Syria’s interior ministry said a member of the security forces was killed in an operation that left three Islamic State group jihadists dead on Saturday in the northern city of Aleppo.
“The Aleppo security department together with the general intelligence services carried out a raid targeting a hideout where a Daesh organization cell was entrenched,” the ministry said, using an Arabic acronym for IS.
“The clashes accompanying the operation led to the death of a member of the General Security force,” the statement said.
The ministry later said the operation against the seven-member cell had concluded, adding that it “resulted in the neutralization of three of them, and the arrest of four others.”
Forces stormed the location and seized “explosive devices, an explosive vest and a number of General Security force uniforms,” the statement added.
The Syrian Observatory for Human Rights monitor had a different toll of five dead, including two security forces personnel.
The Britain-based Observatory said “three members of a cell believed to be affiliated” with IS were killed, with two blowing themselves up.
Observatory chief Rami Abdel Rahman told AFP that the Islamist extremists may have been “former security force members” who had defected to IS.
Syria’s transitional authorities, who have roots in the Al-Qaeda jihadist network, face the daunting task of maintaining security in the war-torn country.
Islamist group Hayat Tahrir al-Sham spearheaded the offensive that toppled longtime ruler Bashar al-Assad in December after nearly 14 years of conflict.

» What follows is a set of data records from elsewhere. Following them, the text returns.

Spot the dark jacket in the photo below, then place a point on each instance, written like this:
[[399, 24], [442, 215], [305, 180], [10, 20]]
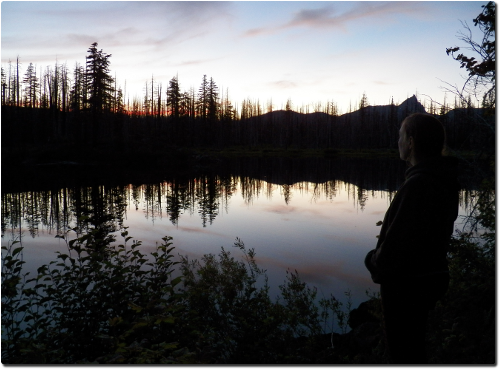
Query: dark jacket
[[417, 227]]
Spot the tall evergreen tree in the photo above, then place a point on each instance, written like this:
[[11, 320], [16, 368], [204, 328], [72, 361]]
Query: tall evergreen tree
[[31, 87], [174, 97], [99, 80]]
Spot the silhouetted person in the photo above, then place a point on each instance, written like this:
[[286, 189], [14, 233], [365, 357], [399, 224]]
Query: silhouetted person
[[409, 261]]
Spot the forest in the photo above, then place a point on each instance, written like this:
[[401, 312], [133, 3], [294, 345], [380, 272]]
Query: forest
[[102, 302], [83, 109]]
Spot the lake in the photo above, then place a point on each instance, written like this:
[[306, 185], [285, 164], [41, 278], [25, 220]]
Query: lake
[[314, 215]]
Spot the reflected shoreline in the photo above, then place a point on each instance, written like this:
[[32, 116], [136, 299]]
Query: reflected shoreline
[[104, 199]]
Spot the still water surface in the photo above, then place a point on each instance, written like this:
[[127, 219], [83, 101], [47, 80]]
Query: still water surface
[[319, 220]]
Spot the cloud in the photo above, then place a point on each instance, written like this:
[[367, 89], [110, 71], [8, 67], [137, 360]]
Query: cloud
[[284, 84], [327, 17]]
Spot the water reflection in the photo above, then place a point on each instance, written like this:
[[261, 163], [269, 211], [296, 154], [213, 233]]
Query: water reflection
[[314, 216]]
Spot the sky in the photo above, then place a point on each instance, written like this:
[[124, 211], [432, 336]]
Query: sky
[[311, 52]]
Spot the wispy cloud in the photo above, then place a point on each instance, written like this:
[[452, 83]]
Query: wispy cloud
[[328, 17], [284, 84]]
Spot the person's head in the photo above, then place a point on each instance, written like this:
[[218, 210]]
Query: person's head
[[421, 137]]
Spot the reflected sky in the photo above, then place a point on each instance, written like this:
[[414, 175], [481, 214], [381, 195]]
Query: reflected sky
[[323, 234]]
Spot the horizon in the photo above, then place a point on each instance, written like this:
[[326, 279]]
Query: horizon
[[308, 52]]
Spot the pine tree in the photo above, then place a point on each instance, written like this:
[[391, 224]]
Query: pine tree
[[99, 80], [174, 97], [31, 88]]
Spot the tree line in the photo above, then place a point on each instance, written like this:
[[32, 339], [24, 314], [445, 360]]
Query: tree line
[[87, 108]]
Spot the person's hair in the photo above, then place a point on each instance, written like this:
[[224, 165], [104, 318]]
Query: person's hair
[[428, 134]]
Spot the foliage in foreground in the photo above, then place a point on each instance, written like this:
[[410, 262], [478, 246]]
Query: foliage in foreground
[[110, 304], [106, 303]]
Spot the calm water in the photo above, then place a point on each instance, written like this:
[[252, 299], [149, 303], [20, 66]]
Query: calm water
[[317, 216]]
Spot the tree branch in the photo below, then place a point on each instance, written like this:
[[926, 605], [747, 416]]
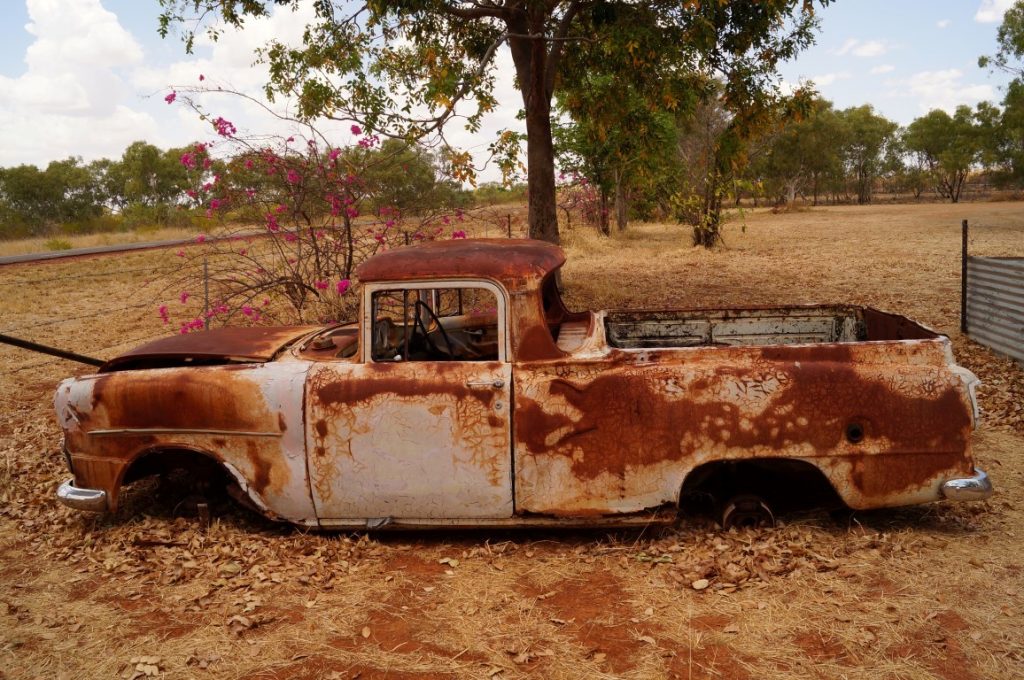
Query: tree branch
[[554, 56]]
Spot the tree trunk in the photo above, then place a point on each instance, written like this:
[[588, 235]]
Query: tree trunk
[[602, 210], [622, 213], [530, 59]]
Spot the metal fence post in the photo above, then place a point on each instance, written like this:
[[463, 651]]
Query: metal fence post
[[964, 277], [206, 293]]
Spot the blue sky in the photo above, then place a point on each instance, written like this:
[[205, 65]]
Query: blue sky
[[89, 76]]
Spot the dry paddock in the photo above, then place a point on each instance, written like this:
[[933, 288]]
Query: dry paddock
[[928, 592]]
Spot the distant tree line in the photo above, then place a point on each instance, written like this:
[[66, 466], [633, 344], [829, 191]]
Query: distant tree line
[[671, 144], [150, 186]]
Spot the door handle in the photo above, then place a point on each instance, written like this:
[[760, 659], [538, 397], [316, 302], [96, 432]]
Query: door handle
[[485, 384]]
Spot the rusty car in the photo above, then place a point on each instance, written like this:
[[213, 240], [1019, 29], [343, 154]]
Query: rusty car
[[467, 394]]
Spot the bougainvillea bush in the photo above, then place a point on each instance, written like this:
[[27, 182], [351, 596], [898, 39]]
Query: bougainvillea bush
[[290, 221]]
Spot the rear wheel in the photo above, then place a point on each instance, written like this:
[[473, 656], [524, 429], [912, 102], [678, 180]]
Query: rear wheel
[[747, 510]]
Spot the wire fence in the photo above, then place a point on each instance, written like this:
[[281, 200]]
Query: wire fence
[[147, 287]]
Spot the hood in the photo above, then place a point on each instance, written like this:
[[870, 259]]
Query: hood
[[222, 345]]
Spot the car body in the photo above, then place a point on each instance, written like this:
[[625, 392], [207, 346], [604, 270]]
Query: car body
[[467, 394]]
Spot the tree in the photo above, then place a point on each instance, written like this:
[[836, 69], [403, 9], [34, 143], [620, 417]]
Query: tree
[[868, 138], [65, 192], [948, 145], [1010, 151], [402, 68], [805, 154], [1010, 39]]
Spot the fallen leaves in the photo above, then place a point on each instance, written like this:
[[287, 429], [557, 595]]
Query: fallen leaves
[[142, 667]]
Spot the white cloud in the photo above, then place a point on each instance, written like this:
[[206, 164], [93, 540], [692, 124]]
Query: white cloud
[[991, 11], [228, 62], [862, 47], [68, 99], [943, 89], [826, 79]]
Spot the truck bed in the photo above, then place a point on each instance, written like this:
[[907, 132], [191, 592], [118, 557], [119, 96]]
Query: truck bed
[[769, 326]]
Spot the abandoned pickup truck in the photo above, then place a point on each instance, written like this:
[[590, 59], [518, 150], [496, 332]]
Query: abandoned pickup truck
[[467, 394]]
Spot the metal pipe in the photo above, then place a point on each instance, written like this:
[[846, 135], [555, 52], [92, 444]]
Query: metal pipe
[[964, 277], [44, 349]]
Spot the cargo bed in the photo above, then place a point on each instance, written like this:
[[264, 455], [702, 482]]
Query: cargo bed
[[769, 326]]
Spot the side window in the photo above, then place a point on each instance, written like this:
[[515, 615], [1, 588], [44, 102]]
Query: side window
[[434, 325]]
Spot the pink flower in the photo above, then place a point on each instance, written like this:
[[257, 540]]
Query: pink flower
[[224, 127]]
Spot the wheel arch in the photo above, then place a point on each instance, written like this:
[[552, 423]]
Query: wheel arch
[[159, 459], [786, 482]]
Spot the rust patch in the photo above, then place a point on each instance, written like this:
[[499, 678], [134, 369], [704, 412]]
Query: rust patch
[[615, 420], [504, 260], [258, 344]]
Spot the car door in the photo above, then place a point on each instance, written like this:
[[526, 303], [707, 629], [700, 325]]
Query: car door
[[419, 429]]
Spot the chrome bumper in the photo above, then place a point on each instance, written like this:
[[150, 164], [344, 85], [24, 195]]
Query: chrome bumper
[[92, 500], [977, 487]]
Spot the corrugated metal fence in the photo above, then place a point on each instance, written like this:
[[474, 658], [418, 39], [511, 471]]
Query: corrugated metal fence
[[994, 303]]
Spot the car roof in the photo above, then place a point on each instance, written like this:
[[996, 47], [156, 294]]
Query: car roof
[[510, 261]]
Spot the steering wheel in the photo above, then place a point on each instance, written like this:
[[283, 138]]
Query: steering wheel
[[420, 304], [382, 339]]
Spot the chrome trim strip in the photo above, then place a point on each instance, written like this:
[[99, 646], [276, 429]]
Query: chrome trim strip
[[92, 500], [977, 487], [162, 430]]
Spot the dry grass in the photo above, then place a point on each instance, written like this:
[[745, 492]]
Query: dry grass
[[929, 592], [39, 245]]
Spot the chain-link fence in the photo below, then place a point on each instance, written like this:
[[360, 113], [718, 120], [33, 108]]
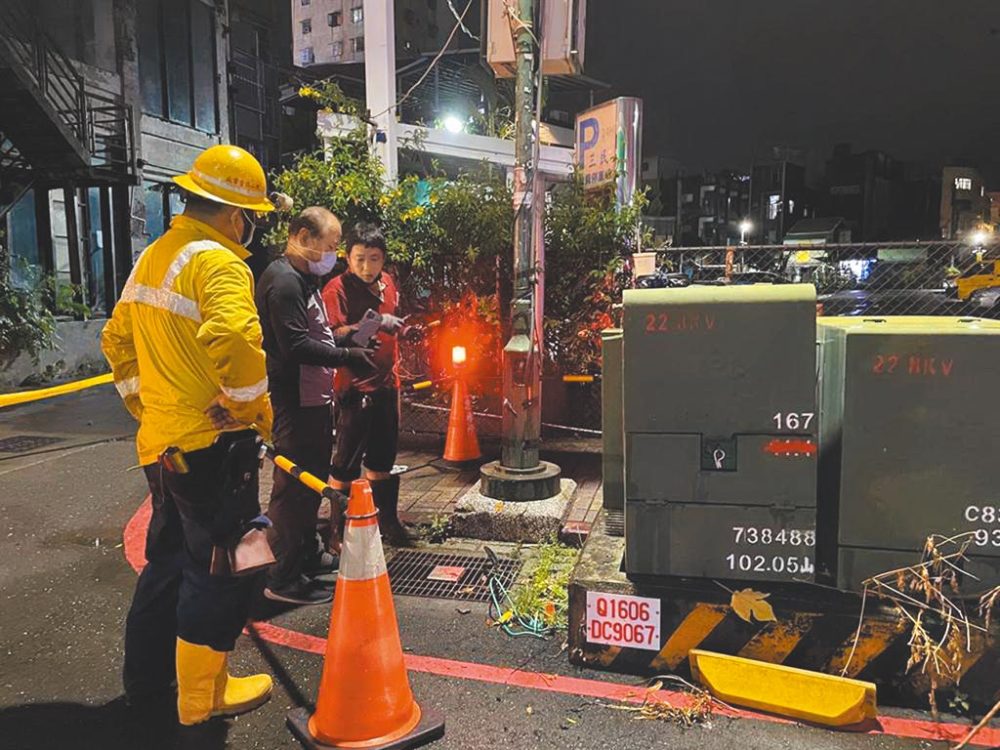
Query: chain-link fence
[[918, 278]]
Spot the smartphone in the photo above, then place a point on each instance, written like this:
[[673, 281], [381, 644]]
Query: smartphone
[[367, 328]]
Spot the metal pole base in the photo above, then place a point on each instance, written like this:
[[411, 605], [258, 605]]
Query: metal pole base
[[430, 728], [520, 485]]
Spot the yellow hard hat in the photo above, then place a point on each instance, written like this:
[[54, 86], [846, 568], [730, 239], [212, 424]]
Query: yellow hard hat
[[230, 175]]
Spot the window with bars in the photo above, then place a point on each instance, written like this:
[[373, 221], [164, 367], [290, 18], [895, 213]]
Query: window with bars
[[177, 65]]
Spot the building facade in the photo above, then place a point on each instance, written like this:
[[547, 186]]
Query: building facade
[[866, 189], [965, 207], [158, 81], [780, 197], [328, 32]]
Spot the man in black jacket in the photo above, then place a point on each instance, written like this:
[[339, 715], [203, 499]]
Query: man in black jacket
[[301, 354]]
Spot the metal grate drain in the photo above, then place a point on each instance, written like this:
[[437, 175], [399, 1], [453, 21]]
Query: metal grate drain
[[443, 576], [614, 522], [25, 443]]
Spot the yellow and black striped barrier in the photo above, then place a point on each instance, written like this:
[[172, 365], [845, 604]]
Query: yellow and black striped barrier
[[24, 397], [311, 481], [815, 628]]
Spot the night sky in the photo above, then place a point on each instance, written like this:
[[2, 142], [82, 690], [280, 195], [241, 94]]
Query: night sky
[[919, 79]]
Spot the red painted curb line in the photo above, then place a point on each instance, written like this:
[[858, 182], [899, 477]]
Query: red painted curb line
[[134, 547]]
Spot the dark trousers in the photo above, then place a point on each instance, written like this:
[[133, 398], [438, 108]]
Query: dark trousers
[[367, 433], [304, 435], [176, 596]]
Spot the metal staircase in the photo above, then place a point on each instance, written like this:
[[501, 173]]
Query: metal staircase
[[54, 129]]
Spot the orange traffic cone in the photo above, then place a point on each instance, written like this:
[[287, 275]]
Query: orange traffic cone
[[461, 446], [365, 699]]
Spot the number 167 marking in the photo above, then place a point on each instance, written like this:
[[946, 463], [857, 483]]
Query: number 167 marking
[[793, 420]]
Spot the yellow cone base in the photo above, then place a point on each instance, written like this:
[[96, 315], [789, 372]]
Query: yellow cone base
[[796, 693], [430, 728]]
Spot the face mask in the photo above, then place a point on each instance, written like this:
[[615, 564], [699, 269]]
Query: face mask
[[249, 227], [324, 265]]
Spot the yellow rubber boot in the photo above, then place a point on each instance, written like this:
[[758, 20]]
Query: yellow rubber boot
[[205, 689], [236, 695]]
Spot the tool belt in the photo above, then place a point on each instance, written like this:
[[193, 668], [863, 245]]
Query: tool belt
[[238, 530]]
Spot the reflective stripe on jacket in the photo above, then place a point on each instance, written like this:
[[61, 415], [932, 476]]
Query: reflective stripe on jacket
[[184, 333]]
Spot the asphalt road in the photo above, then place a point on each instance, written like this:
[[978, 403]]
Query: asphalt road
[[65, 587]]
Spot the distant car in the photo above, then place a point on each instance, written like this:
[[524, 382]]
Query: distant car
[[977, 278], [985, 303], [663, 280], [881, 302]]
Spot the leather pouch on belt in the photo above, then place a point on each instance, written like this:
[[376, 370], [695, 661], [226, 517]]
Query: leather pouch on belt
[[248, 555], [241, 545]]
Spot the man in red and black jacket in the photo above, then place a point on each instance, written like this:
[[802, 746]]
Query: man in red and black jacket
[[367, 398]]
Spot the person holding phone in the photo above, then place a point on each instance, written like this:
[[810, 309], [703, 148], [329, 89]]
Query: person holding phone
[[301, 354], [367, 396]]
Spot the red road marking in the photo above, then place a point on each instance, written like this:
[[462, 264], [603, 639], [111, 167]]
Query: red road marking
[[134, 546]]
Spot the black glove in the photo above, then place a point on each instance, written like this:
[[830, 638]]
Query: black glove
[[391, 324], [358, 356]]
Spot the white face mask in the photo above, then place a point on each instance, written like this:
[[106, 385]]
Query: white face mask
[[249, 227], [324, 265]]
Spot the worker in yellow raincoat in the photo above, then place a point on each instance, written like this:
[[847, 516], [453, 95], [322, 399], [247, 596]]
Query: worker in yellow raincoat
[[184, 345]]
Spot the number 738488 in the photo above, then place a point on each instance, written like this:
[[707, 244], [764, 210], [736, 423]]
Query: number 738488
[[766, 536]]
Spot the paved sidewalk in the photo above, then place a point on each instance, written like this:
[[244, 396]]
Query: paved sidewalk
[[430, 490]]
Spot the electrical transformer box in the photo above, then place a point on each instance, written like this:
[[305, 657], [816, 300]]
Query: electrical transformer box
[[909, 444], [720, 420]]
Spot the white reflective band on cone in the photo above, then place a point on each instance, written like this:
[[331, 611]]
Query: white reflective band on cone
[[361, 556]]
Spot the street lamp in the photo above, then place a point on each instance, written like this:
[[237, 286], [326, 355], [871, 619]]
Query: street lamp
[[453, 124]]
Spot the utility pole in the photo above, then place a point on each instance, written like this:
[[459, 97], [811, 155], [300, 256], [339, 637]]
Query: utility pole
[[520, 475], [380, 80]]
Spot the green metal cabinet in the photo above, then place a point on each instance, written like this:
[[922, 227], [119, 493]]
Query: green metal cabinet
[[909, 442], [720, 419]]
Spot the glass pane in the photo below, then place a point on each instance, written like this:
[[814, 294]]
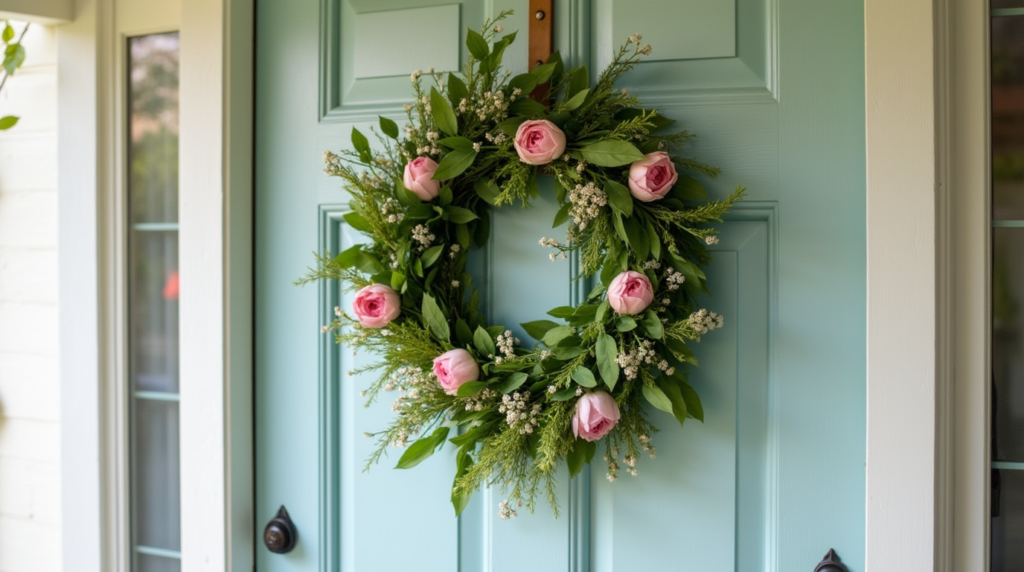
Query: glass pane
[[1008, 346], [154, 315], [146, 563], [153, 155], [1008, 118], [1008, 521], [157, 493]]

The new administration has dissolved all armed factions, with some groups, including HTS, being integrated into bodies, including the General Security, the country’s new police force.
US President Donald Trump this week offered to ease sanctions on Syria and presented demands on Damascus that include helping prevent a resurgence of IS.
IS seized large swathes of Syrian and Iraqi territory in the early years of Syria’s civil war, declaring a cross-border “caliphate” in 2014.
US-backed Kurdish-led forces spearheaded the battle that led to IS’s territorial defeat in Syria in 2019, but the jihadists have maintained a presence mainly in the country’s vast desert.